I absolutely agree with Arthur Schwartz in his article headlined “The Trump Win and Our Lives” that New York’s Democratic Party needs reform. But I think Schwartz neglects a couple of important points:
First, Hillary Clinton didn’t lose. She won by more than 2.8 million votes. This is the fifth time in the history of the Republic that this sort of fraud has happened, twice in our lifetimes. Any rant about the fundamentally corrupt nature of the American political hierarchy must start with that point.
Second, the systematic gutting of the Voting Rights Act and the unleashing of unlimited dark money by the Bush Supreme Court, for use in the battleground states, led to dramatic decreases in minority turnout and mistrust of Clinton among white women. Those votes were not lost on issues of substance, but on a non-stop media blitz of fake news stories, impending doom campaign ads, Russian hacking, and illegal interference from the FBI, all calculated to portray Clinton as untrustworthy.

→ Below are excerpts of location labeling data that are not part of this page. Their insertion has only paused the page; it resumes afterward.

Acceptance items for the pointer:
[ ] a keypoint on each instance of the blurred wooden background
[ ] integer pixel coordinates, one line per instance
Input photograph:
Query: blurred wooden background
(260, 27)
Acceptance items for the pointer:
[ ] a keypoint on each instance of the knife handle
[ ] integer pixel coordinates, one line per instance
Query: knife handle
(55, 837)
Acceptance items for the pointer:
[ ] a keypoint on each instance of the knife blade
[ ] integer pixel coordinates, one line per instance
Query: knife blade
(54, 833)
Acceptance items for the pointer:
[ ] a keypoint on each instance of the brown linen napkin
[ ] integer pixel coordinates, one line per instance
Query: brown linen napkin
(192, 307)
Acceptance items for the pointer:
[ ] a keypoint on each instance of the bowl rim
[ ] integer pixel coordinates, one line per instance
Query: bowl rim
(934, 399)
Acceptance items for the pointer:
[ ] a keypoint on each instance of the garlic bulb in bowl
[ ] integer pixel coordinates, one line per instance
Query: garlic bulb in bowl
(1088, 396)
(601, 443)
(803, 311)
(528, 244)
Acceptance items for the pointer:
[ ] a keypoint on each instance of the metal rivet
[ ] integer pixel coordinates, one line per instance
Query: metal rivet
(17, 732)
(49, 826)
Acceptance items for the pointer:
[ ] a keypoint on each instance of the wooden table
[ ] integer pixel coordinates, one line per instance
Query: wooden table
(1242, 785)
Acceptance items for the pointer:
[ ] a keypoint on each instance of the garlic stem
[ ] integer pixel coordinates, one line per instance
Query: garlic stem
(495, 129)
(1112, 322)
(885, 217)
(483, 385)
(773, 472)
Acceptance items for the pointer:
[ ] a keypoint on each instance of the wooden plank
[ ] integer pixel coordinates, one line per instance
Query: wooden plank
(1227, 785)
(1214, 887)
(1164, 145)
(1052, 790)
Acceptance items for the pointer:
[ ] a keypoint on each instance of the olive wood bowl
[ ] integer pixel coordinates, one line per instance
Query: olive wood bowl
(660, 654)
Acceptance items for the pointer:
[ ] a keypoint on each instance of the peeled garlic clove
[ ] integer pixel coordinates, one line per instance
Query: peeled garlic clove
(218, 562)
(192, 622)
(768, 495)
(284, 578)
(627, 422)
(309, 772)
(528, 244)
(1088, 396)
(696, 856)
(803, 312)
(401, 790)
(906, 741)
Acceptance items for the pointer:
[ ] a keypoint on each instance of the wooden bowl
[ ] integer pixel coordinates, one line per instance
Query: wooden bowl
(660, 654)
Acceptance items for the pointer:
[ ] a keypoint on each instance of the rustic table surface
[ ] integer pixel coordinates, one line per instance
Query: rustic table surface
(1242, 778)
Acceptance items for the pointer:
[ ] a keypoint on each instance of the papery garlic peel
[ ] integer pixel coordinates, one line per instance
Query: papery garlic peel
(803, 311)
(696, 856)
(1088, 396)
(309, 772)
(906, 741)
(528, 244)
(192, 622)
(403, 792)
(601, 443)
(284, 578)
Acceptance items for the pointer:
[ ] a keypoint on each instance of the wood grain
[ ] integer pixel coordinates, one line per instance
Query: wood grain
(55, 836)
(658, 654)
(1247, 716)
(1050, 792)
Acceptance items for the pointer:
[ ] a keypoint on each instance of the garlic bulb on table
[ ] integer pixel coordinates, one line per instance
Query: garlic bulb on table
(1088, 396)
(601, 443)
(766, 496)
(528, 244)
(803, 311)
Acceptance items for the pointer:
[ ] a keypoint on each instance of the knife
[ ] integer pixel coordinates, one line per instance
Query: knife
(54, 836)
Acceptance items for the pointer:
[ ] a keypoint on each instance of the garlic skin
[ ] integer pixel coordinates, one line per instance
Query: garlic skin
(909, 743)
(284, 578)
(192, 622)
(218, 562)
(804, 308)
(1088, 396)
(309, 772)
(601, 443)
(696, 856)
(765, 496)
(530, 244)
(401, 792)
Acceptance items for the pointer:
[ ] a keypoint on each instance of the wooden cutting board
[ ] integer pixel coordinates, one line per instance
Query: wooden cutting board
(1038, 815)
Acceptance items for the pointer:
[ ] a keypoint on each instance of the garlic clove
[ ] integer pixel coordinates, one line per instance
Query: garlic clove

Third, and perhaps most important, is Bernie Sanders. Progressives insist that the primary system was unfair to Senator Sanders, and that he could have won the election. It wasn’t, and he couldn’t. If you think the average red state voter will make the distinction between “Democratic Socialist” and “Communist,” you’ve never lived in a red state. There is no surer way to lose in Middle America than by being branded a Commie, except perhaps by being an Atheist Jewish Commie. No level of “connection” with a demographic he was never part of, would change that. It was clear early in the process that Sanders could not win the nomination, and yet he continued to the convention, buying into conspiracy theories and spreading distortions about Hillary Clinton, all of which Republicans dutifully noted and then used against her, often quoting him to do it. Lukewarm voters in blue states get no pass on this, either. The ammunition they handed the Republicans enabled the fabrication that Clinton is untrustworthy, and it was that lie that Donald Trump rode to the White House.
That bitter opposition made Mrs. Clinton a wounded candidate from the very beginning. Saying that Sanders’ supporters eventually voted for her does not excuse the fact that they worked tirelessly against her up until the convention, and gave mostly nominal support beyond it. If Sanders had acknowledged the inevitable in the early spring, and worked as hard to elect Hillary as he did to damage her, he would be the Chairman of the Senate Banking Committee. Also, the rest of us would not be facing the virtual certainty of a far-right Supreme Court for the rest of our lives, women would not be facing the almost certain reversal of Roe v. Wade (in fact, if not in law), the Affordable Care Act would not be in danger of repeal, and we would not be confronted with at least four years of what will be the most relentlessly pro-business, pro-wealth, anti-environment, anti-progressive administration in a generation.
Step down, Mr. Schwartz: That’s not a high horse you’re sitting on, it’s an elephant.